Total Pageviews

8/16/2020

オンデマンドビデオ+ファイル提出による擬似「グルグル」におけるフィードバックに関する考察

 前期のオンライン授業が終わりました。私の場合はゼミを除いてほぼすべてオンデマンドビデオによる授業だったので、先週まではほぼ毎日ビデオ撮影のことを考えていたような気がします。学生にはもちろん私にも新しい経験だったので、終了時にアンケートをとってみたところ、いずれの科目もまずまずの満足度であったようで安心しました。


<英語教育学入門>


<教科教育法(英語)基礎>


しかしその一方で、個々の自由記述コメントからは反省させられることがありました。もっとも大きなものは「フィードバックのしかた」です。

どの授業も基本サイクルとして、

動画で解説し録音課題を指示 → 学生は録音ファイルを提出 → フィードバックを動画にして次週の解説とともにアップ

という形をとりました。フィードバック時は画面の左側にファインダー内にファイルを並べておき、右側には発音ポイントをハイライトした目標文を表示してワードファイルを開き、左のファイルをひとつひとつ再生してコメントしてゆく、という形です。その様子をそのままCamtasiaで録画しておいて動画にするわけです。



課題として出す音読や歌唱は10数秒〜30秒程度の長さのものです。そしてここで問題になるのはフィードバックにかかる時間です。フィードバックは録音を再生しながら問題を感じたら止めて何がどう問題でどう発音すべきかを言うというものなので、15秒の音読であれば不フィードバックを入れると少なくとも1.5倍ほどの時間がかかります。

20数名のクラスであれば、全員に対してフルにフィードバックしてもたかが知れているのですが、60名を超えるようなクラスだと30分とか40分とかかかります。その動画は次回の授業の冒頭で見てもらう動画になるわけなので、そこまで長くするのは得策ではないと考えました。自分で作るのも正直シンドイですし、見る側もすこし辛いであろうと。

そこで60名を超える上の2つのクラス(英語教育学入門と教科教育法)では、おおくの場合、対面のグルグルでやっているのに準じた方法をとりました。すなわち、「決定的な発音ミスがあった瞬間に、それを指摘して、その録音ファイルの再生はその場でやめ、次の学生に移る」というものです。
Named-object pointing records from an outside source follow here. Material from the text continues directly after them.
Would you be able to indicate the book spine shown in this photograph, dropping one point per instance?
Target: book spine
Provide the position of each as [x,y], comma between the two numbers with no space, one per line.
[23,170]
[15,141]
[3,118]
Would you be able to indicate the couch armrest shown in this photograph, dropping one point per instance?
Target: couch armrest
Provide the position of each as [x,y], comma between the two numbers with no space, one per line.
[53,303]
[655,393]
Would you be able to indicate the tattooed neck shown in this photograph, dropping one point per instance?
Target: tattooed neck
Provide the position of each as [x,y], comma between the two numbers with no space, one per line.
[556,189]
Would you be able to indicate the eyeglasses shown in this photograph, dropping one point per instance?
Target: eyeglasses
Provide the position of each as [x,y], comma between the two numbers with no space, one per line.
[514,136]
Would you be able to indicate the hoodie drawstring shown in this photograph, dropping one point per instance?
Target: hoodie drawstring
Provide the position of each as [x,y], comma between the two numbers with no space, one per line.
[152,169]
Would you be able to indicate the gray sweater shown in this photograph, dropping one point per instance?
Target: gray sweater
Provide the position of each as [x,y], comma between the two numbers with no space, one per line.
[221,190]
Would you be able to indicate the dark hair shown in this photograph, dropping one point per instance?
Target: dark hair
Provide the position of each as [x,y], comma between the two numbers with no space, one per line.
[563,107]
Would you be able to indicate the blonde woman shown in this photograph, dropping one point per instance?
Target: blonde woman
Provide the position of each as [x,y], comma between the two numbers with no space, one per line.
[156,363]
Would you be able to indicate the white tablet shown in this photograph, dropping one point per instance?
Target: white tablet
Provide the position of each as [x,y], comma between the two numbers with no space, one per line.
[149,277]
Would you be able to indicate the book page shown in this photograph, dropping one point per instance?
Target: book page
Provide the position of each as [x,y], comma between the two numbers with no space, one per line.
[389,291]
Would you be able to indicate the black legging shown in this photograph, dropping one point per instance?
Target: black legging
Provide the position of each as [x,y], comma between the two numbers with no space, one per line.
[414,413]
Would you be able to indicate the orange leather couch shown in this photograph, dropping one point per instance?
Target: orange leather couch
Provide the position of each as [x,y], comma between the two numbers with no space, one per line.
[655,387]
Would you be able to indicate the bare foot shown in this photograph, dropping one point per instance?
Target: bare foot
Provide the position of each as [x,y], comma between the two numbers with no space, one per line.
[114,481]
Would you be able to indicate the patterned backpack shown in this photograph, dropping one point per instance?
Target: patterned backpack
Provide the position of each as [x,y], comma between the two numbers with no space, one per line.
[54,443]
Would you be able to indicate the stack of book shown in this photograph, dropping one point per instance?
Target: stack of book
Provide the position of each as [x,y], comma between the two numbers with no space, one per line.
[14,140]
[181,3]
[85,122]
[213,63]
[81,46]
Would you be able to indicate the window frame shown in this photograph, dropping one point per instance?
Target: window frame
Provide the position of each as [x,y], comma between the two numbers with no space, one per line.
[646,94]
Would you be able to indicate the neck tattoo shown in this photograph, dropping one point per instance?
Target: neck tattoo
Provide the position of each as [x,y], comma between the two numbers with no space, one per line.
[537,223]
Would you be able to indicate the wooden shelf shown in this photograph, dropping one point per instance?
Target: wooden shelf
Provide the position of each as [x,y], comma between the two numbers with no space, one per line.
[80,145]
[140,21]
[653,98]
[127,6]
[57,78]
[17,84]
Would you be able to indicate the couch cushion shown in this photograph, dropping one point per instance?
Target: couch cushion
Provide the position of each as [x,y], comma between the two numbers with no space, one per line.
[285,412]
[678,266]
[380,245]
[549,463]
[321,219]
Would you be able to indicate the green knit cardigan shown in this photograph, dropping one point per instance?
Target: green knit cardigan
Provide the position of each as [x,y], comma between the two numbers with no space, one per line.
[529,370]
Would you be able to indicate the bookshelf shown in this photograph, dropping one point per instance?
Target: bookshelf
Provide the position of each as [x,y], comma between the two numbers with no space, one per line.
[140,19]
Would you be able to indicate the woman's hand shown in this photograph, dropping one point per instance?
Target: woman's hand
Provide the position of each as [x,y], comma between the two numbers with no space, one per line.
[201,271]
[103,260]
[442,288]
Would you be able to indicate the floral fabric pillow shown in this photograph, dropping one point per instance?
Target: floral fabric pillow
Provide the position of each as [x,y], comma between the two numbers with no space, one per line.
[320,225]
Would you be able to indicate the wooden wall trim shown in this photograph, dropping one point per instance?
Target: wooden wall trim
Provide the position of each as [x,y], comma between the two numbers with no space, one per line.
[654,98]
こうするとほぼほぼ発音ができている学生だけ、ファイルを最後まで再生して「合格!」と言われ、そうでない学生は途中で「〜がダメだね」というコメントで切られて終わる、ということになるわけです。

一番極端な例を出すと、Ed Sheeranの、Shape of Youの冒頭、

"The club isn't the best place to find a lover, so the bar is where I go. Me and my friends at the table doing shots drinking fast and then we go slow” 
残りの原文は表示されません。